You can find the original post here.

It comes as no surprise but very little is said  about Intellectual Disability at the IMFAR 2012 autism research convention oral presentations.  Prominent autism experts, including Catherine Lord, have noted in the past that intellectually disabled autistics are under represented in autism studies.  This is true even though the vast majority of persons with Autistic Disorder have intellectual disabilities.  The exclusion of the intellectually disabled from autism research reflects the challenges presented by working with low functioning, severely autistic, intellectually disabled subjects.  None of the oral presentations to date focused on the intellectually disabled autistics or discussed issues specific to them. Some studies mentioned that low cognitive subjects were not included but generalized their conclusions to all persons with autism. If you look hard enough though you can find mention of the intellectually disabled hidden in the IMFAR poster sessions.

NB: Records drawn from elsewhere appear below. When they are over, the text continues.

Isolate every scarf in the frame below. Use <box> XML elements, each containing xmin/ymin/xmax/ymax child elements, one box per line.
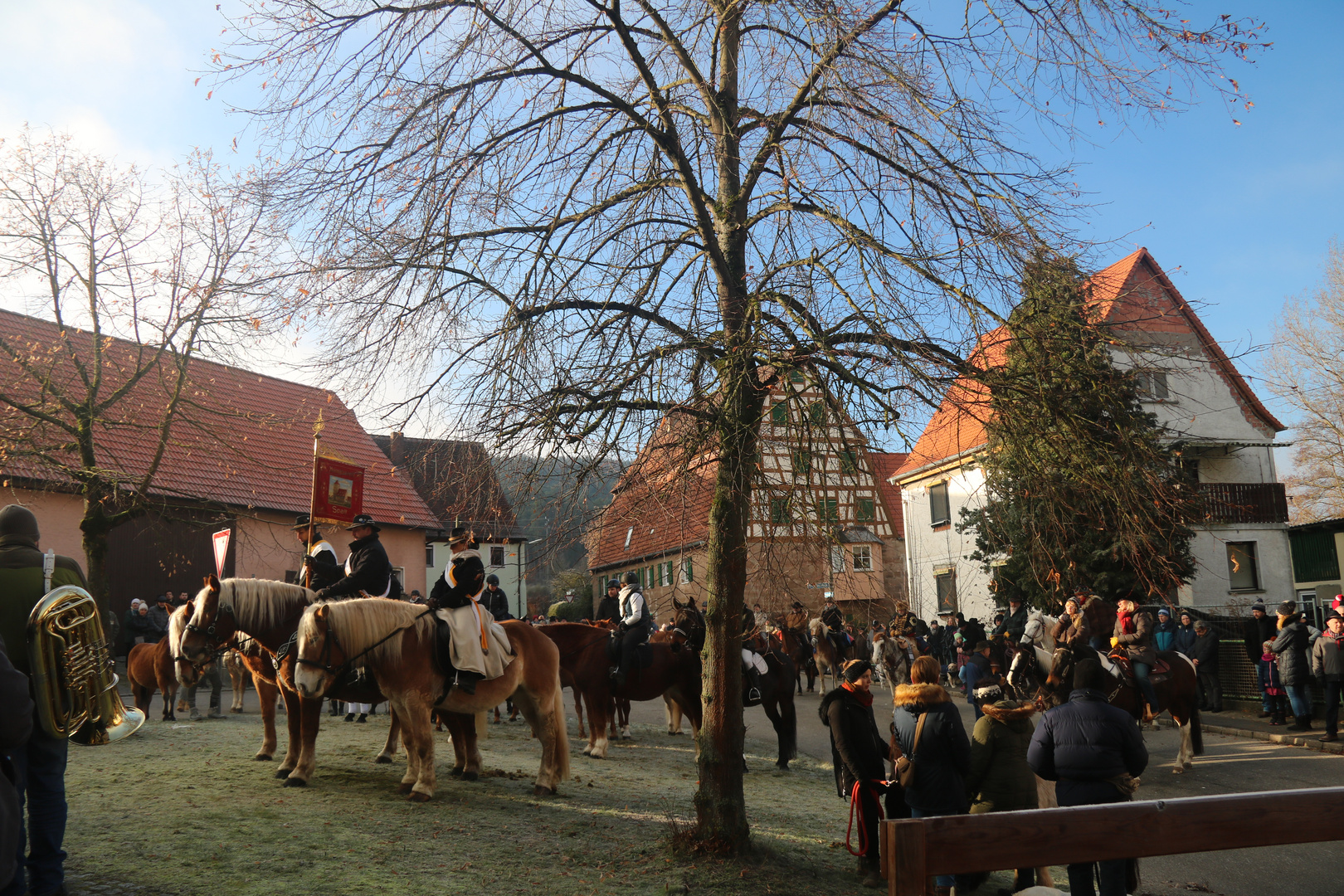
<box><xmin>840</xmin><ymin>681</ymin><xmax>872</xmax><ymax>707</ymax></box>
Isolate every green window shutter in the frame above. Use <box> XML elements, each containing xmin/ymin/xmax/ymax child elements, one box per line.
<box><xmin>791</xmin><ymin>449</ymin><xmax>811</xmax><ymax>478</ymax></box>
<box><xmin>854</xmin><ymin>499</ymin><xmax>878</xmax><ymax>523</ymax></box>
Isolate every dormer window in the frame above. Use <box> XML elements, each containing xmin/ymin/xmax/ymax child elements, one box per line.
<box><xmin>1134</xmin><ymin>371</ymin><xmax>1171</xmax><ymax>402</ymax></box>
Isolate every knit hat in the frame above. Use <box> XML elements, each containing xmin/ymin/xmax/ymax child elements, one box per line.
<box><xmin>976</xmin><ymin>679</ymin><xmax>1004</xmax><ymax>703</ymax></box>
<box><xmin>844</xmin><ymin>660</ymin><xmax>872</xmax><ymax>684</ymax></box>
<box><xmin>0</xmin><ymin>504</ymin><xmax>41</xmax><ymax>542</ymax></box>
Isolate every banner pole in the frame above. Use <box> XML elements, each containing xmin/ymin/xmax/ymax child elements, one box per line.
<box><xmin>304</xmin><ymin>411</ymin><xmax>324</xmax><ymax>588</ymax></box>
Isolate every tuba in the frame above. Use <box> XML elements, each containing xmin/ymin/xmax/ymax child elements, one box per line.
<box><xmin>28</xmin><ymin>584</ymin><xmax>145</xmax><ymax>747</ymax></box>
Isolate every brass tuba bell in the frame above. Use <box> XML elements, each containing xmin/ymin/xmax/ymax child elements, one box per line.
<box><xmin>28</xmin><ymin>584</ymin><xmax>145</xmax><ymax>747</ymax></box>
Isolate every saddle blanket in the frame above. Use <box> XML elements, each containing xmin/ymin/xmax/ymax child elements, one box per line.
<box><xmin>436</xmin><ymin>601</ymin><xmax>514</xmax><ymax>679</ymax></box>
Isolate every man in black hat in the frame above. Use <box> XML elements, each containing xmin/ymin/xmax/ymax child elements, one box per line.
<box><xmin>293</xmin><ymin>514</ymin><xmax>341</xmax><ymax>591</ymax></box>
<box><xmin>594</xmin><ymin>579</ymin><xmax>621</xmax><ymax>623</ymax></box>
<box><xmin>427</xmin><ymin>527</ymin><xmax>486</xmax><ymax>694</ymax></box>
<box><xmin>1242</xmin><ymin>601</ymin><xmax>1278</xmax><ymax>718</ymax></box>
<box><xmin>481</xmin><ymin>572</ymin><xmax>514</xmax><ymax>622</ymax></box>
<box><xmin>317</xmin><ymin>514</ymin><xmax>401</xmax><ymax>601</ymax></box>
<box><xmin>0</xmin><ymin>504</ymin><xmax>89</xmax><ymax>896</ymax></box>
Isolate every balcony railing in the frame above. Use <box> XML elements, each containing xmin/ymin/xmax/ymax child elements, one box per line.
<box><xmin>1199</xmin><ymin>482</ymin><xmax>1288</xmax><ymax>523</ymax></box>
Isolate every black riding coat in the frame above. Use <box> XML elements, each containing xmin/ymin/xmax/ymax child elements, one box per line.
<box><xmin>819</xmin><ymin>686</ymin><xmax>891</xmax><ymax>799</ymax></box>
<box><xmin>429</xmin><ymin>551</ymin><xmax>485</xmax><ymax>610</ymax></box>
<box><xmin>317</xmin><ymin>532</ymin><xmax>392</xmax><ymax>601</ymax></box>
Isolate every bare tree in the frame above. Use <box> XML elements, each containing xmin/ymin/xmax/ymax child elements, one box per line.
<box><xmin>0</xmin><ymin>130</ymin><xmax>283</xmax><ymax>623</ymax></box>
<box><xmin>217</xmin><ymin>0</ymin><xmax>1258</xmax><ymax>849</ymax></box>
<box><xmin>1266</xmin><ymin>241</ymin><xmax>1344</xmax><ymax>523</ymax></box>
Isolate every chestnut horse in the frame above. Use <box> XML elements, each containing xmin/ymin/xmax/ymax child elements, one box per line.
<box><xmin>295</xmin><ymin>598</ymin><xmax>570</xmax><ymax>802</ymax></box>
<box><xmin>538</xmin><ymin>622</ymin><xmax>700</xmax><ymax>759</ymax></box>
<box><xmin>1040</xmin><ymin>644</ymin><xmax>1205</xmax><ymax>775</ymax></box>
<box><xmin>126</xmin><ymin>607</ymin><xmax>187</xmax><ymax>722</ymax></box>
<box><xmin>178</xmin><ymin>575</ymin><xmax>401</xmax><ymax>787</ymax></box>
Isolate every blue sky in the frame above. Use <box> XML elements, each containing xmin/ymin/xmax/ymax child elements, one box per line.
<box><xmin>0</xmin><ymin>0</ymin><xmax>1344</xmax><ymax>446</ymax></box>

One such poster involved a Gent University study by Herbert Roeyers and Martine Thys titled Underdiagnosis of Autism Spectrum Disorders in Individuals with Intellectual Disabilities.  The authors point out that only a limited number of studies have examined the prevalence of ASD in ID populations;  of intellectually disabled persons with autism spectrum disorders.  The authors felt it is important to study this co-occurrence relationship between ASD and ID in order to improve quality of life for persons with this co-morbidity relationship. In their study the authors arrived at a prevalence rate of 12.5% of persons with ASD in the ID population studied or approximately 10 times the percentage for persons with ASD in the general population.  Of the numbers identified with ASD only 38% were previously identified as having ASD indicating very serious underdiagnosis of ASD in the Intellectually Disabled population.

While the New York Times expresses great concern over possible future DSM5 exclusion of high functioning autistics, and prompts much reaction from autism experts, neither the NYT, nor most of the experts, even mention current underdiagnosis of autism in people with intellectual disability.